Policy Brief: A new global framework on health data governance?
At a roundtable on the sidelines of the World Health Summit 2023, Healthy DEvelopments and the Global Health Hub launched a policy brief presenting the outcomes of their fourth Catalyst Dialogue on digital health data governance.
Why debate health data governance?
The question has been raised whether the global community needs a framework to ensure the safe and ethical use of health data. This framework must strike a balance between making full use of individuals’ health data for development and protecting security, privacy and human rights. It also needs to balance the use of data for commercial and public interests. Transform Health, a global coalition of civil society organisations, has proposed such a framework: the Health Data Governance Principles.
Who are the experts and what is their point of view?
The policy brief traces the arguments exchanged in the course of individual interviews and a virtual debate among four experts from academia, international development, charitable foundations and the private sector:
Alexandrine Pirlot de Corbion, Director of Strategy, Privacy International: ‘Germany has contributed a lot to the work on the right to privacy and digital health within the UN and the work of the Human Rights Council. Playing a role in the global arena to push forward this rights-based approach to the use of digital health is really, really important.’
Christian Möhlen, former Global Head of Legal Affairs, Kry International: ‘A common normative framework and standardisation would have huge merits from a public health perspective. It enables competition from smaller companies and organisations and ultimately strengthens quality.’
Christoph Benn, Director for Global Health Diplomacy, Joep Lange Institute; President, Transform Health; Board Chair, The International Digital Health and AI Research Collaborative (I-DAIR): ‘Google, Amazon and Microsoft have access to the data of billions of people. Although these companies are not health organisations, they invest in AI for health, driven by commercial interests that are very, very powerful. The challenge is how to regulate this.’
Frances Baaba da-Costa Vroom, President, Pan African Health Informatics Association: ‘There must be a mind shift in the general population. We need advocacy and education to allow people to understand what their data are going to be used for. I must feel that I have the right and I have the power to ask those questions.’
Which recommendations emerged from the debate?
The following suggestions for German policymakers and parliamentarians surfaced over the course of the Catalyst Dialogue:
- Champion a rights-based approach to health data governance globally that:
- Enables data sharing for the benefit of the individual and for public health, while safeguarding the right to privacy.
- Promotes transparency and equity in data collection, management and use.
- Prevents and actively works against bias and discrimination in data and in algorithms that process them.
- Empowers individuals to know their rights, own their data and decide about their use while ensuring that the burden of accountability does not fall on them but remains with the respective duty bearer.
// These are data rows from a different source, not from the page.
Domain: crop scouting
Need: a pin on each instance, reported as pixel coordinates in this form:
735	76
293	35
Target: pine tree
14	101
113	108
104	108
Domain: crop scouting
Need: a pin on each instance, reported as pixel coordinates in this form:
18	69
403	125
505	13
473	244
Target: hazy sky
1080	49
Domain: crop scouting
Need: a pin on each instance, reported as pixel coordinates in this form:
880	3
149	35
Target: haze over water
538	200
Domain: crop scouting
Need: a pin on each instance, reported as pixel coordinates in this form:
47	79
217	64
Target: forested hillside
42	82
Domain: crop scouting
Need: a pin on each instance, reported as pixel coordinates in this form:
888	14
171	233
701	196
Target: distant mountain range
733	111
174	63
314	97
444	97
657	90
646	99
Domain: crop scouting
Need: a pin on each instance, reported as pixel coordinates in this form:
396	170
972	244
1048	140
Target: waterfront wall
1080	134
- Offer technical and financial support to partner countries in strengthening their legislative frameworks and incorporating good health data governance. Based on Germany’s experience with robust privacy and data protection rights, partners should work with parliamentarians and civil society.
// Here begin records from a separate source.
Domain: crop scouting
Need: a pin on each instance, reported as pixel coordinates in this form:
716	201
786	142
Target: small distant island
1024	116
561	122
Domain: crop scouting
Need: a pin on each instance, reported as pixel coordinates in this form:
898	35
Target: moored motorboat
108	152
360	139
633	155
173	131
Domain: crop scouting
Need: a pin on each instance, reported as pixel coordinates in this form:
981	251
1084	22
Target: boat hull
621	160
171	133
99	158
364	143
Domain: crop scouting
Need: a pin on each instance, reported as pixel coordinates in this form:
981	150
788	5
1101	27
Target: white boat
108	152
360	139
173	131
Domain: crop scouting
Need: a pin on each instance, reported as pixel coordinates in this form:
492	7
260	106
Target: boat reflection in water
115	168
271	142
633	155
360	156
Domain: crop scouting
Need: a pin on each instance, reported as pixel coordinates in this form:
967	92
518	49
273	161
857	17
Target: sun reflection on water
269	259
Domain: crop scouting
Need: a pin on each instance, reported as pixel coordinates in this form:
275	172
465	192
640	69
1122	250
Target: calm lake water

- Work with government agencies mandated to monitor implementation and enforce compliance with health data governance rules to ensure that normative frameworks translate into practical changes on the ground. Such agencies include the data protection commissions that exist in some countries.
- Ensure good health data governance in German-supported projects by requiring organisations that operate with German funding to implement a rights-based and human-centred approach and to adhere to the existing legal frameworks on privacy and human rights.
- Nurture a vibrant and diverse landscape of civil society actors to hold governments accountable and to advocate for a rights-based approach to digital health.